Toujours égal à lui-même, l’opposant Etienne Tshisekedi, en convalescence à Bruxelles, vient de briser le silence à travers son message de vœux adressé au peuple congolais. Un message daté du 31 décembre mais dont le contenu n’a été finalement porté à la connaissance du public que le dernier week-end. Le moins qu’on  peut dire est que le « Sphinx de Limete » adhère au principe du dialogue, mais pas de manière aveugle. L’irréductible opposant revendique le fait d’avoir été parmi ceux qui avaient préconisé le dialogue politique comme voie royale susceptible de permettre « de rebâtir le pacte républicain et le régime qu’il induit, de trouver les voies et moyens en vue de sortir de l’impasse politique actuelle et d’obtenir par voie consensuelle, un processus électoral crédible et apaisé ». Rappelant que ce dialogue tire sa source de l’Accord-cadre d’Addis-Abeba et des résolutions subséquentes du Conseil de sécurité des Nations unies, il réitère sa position de voir les discussions se dérouler à Kinshasa sous la médiation internationale, et avec comme témoin, l’ensemble du peuple congolais.

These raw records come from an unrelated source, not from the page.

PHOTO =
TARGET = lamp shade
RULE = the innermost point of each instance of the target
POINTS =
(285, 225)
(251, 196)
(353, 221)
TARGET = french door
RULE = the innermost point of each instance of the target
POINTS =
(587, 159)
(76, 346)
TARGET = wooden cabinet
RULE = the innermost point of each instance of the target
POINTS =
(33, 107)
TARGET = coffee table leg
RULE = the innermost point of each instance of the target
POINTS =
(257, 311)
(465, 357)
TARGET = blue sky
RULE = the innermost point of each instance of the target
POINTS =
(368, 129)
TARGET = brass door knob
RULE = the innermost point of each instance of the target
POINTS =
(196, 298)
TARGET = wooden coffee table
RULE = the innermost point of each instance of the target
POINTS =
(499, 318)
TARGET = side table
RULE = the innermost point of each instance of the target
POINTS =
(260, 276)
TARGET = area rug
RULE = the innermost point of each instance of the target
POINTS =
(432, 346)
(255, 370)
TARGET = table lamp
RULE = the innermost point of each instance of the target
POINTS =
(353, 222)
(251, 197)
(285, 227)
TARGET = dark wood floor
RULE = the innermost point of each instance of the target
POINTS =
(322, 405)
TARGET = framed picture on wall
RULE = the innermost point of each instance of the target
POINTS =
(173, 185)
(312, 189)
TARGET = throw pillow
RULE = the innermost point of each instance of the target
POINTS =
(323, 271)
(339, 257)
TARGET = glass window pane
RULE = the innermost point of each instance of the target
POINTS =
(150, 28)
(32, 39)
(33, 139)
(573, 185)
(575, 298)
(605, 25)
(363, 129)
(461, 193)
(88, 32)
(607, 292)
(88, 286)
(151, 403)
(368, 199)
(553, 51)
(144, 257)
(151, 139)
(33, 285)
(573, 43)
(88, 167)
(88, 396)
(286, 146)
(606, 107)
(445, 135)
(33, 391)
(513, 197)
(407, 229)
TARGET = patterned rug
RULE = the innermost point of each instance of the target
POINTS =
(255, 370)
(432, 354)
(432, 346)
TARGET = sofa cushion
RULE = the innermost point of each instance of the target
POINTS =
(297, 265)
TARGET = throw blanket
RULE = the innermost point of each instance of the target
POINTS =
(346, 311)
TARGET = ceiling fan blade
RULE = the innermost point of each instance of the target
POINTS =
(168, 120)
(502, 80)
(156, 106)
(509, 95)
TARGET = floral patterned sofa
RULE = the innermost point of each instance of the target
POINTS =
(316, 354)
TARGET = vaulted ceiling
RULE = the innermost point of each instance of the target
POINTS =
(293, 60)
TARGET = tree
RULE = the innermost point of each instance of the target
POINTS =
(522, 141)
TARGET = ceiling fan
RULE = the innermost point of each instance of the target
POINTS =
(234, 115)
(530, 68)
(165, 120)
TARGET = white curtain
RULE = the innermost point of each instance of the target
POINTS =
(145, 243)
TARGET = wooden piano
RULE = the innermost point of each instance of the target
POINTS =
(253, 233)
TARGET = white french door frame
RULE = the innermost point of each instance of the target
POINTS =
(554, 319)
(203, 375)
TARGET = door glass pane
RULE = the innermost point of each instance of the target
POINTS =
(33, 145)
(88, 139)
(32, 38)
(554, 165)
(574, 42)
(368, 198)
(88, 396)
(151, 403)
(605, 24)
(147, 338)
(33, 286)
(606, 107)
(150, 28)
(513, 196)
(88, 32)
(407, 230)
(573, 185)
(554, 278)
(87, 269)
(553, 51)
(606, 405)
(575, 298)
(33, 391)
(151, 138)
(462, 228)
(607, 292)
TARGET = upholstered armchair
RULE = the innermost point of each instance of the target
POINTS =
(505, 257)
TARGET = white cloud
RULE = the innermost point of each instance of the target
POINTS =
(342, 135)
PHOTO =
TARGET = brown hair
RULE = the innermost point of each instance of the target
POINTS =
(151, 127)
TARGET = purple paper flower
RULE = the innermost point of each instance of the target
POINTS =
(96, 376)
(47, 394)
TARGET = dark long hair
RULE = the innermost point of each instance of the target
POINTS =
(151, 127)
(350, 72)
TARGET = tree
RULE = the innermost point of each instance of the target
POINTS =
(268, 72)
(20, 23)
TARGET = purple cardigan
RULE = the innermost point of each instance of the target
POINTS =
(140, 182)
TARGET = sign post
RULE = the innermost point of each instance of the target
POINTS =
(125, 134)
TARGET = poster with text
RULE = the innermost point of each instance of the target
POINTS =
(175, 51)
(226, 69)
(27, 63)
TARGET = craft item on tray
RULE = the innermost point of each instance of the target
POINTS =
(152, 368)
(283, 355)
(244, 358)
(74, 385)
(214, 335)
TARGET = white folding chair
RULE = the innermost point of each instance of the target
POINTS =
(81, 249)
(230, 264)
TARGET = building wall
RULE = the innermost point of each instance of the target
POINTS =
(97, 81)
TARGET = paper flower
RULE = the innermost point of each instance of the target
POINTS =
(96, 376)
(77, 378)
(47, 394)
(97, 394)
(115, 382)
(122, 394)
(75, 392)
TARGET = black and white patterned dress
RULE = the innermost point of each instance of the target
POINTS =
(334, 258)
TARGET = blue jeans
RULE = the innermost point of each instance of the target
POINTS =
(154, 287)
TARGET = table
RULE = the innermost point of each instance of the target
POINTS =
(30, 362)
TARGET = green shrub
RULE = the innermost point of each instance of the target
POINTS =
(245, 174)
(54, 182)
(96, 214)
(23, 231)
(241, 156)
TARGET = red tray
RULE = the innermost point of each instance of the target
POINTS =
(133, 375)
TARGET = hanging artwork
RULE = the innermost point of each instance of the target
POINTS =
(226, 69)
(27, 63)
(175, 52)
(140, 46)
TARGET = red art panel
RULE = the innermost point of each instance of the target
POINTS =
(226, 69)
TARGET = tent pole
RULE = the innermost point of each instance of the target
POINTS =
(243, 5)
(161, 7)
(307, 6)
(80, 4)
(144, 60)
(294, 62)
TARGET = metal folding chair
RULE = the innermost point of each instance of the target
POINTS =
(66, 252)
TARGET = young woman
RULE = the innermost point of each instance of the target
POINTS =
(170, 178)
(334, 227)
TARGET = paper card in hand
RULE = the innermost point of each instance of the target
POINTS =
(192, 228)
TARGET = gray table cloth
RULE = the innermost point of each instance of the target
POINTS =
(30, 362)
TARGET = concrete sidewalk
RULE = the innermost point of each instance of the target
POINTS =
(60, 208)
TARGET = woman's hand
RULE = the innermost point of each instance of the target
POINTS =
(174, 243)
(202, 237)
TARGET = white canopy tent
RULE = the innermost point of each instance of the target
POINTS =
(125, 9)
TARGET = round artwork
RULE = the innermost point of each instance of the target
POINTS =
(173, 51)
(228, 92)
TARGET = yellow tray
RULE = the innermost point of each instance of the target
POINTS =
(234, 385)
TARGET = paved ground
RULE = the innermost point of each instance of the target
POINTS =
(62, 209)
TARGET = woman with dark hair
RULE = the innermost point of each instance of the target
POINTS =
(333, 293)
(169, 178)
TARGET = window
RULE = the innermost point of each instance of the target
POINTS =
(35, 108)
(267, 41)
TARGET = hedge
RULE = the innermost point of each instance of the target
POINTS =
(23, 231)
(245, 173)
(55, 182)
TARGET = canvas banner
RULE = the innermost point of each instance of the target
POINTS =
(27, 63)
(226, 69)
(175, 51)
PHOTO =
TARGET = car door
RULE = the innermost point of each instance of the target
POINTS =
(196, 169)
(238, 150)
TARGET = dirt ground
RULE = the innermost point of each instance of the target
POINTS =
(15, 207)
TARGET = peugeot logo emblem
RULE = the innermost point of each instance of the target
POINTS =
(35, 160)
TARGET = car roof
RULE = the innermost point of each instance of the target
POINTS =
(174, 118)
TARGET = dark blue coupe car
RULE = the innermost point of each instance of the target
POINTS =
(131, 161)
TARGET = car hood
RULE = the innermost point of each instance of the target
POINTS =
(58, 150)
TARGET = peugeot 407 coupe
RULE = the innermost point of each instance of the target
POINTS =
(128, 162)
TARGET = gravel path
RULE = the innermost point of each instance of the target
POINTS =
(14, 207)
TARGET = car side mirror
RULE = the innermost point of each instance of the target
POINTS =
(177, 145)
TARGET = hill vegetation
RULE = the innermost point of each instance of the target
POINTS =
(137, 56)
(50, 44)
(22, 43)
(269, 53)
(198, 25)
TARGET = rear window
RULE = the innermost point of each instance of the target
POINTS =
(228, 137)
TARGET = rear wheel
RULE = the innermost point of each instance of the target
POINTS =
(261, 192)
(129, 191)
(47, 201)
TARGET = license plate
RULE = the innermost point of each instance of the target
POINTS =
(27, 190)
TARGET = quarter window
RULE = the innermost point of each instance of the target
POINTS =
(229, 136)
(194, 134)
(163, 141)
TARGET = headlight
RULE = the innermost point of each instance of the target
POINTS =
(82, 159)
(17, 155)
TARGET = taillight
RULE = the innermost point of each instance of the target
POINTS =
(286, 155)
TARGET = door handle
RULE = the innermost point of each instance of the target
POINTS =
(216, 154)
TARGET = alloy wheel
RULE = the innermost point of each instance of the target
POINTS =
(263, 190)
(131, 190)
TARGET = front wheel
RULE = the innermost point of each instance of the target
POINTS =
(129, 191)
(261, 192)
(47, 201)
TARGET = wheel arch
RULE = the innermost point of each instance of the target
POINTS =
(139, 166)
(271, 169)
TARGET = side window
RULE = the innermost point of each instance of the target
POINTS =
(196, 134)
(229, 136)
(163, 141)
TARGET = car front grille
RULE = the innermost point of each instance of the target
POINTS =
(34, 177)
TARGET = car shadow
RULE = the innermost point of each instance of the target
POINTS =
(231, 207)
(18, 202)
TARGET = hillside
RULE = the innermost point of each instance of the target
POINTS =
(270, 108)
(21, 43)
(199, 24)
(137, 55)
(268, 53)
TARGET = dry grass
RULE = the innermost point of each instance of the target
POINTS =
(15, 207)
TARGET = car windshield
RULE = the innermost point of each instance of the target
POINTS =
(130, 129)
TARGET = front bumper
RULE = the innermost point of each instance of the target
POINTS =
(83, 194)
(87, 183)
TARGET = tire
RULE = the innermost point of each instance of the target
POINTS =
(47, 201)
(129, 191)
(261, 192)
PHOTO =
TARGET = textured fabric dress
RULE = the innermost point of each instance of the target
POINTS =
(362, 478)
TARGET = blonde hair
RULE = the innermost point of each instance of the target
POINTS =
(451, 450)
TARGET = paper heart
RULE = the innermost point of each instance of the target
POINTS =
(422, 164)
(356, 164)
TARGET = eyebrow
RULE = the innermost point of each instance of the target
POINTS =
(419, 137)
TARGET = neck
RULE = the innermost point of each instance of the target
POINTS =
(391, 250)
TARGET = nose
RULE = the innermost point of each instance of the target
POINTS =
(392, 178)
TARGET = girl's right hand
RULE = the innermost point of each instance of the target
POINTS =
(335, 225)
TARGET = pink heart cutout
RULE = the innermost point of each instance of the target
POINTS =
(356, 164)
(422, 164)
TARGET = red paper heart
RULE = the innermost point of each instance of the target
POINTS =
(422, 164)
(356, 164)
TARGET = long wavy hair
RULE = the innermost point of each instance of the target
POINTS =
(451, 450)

L’enjeu de ce forum, fait-il savoir, est de reconstruire et de réinventer le pacte républicain, ou mieux, l’accord global et inclusif scellé par l’ensemble de la classe politique congolaise à Pretoria en 2003 et rompu suite à la violation récurrente des règles convenues du jeu démocratique. Au-delà de l’impératif du dialogue auquel il souscrit en tant que chantre de la lutte non violente, Etienne Tshisekedi prône en même tant l’alternance politique comme l’unique voie de sortie de la crise. C’est à ce prix, pense-t-il, que ses compatriotes pourront entrevoir la possibilité de vivre heureux et de prospérer sur la terre de leurs ancêtres. Il prône également la défense de la Constitution et des délais qu’elle prescrit.

Le leader de l’UDPS qui n’a jamais digéré sa défaite électorale lors de la présidentielle de 2011 a saisi l’occasion pour exhumer ce vieux contentieux qu’il voudrait voir être réglé une fois pour toute avec, à la clé, un sévère réquisitoire contre l’actuelle coalition au pouvoir à qui il attribue la responsabilité du chaos généralisé dans lequel le pays est actuellement empêtré. N’adhérant pas au schéma du glissement, Etienne Tshisekedi s’inscrit dans la logique des élections en se fixant le cap de tout mettre en œuvre pour la tenue en 2016 des législatives nationales et de la présidentielle. « L’année 2016 qui commence doit être une année électorale. Une année de tous les espoirs. Une année cruciale et décisive, une année qui permettra aux congolais d’exprimer à travers les urnes leur engagement pour un État de droit », indique-t-il. Là-dessus, il plaide pour la refonte de la Céni qui demeure, selon lui, « le vecteur principal du dévoiement de notre processus électoral et démocratique » tout en s’engageant à favoriser un transfert pacifique du pouvoir dans le respect de l’expression du peuple congolais.

Enfin, l’opposant historique qui annonce son retour imminent au pays, indique qu’il prendra incessamment l’initiative de rassembler et de canaliser les énergies de toutes les forces acquises au changement. L’objectif visé est de défendre valablement les valeurs de la République telles que scellées  dans la Constitution, et d’obtenir un consensus sur un processus électoral crédible. Il veut que l’opposition, dans son ensemble, puisse s’impliquer dans l’organisation des élections présidentielle et législative dans les délais constitutionnels et dans un climat apaisé.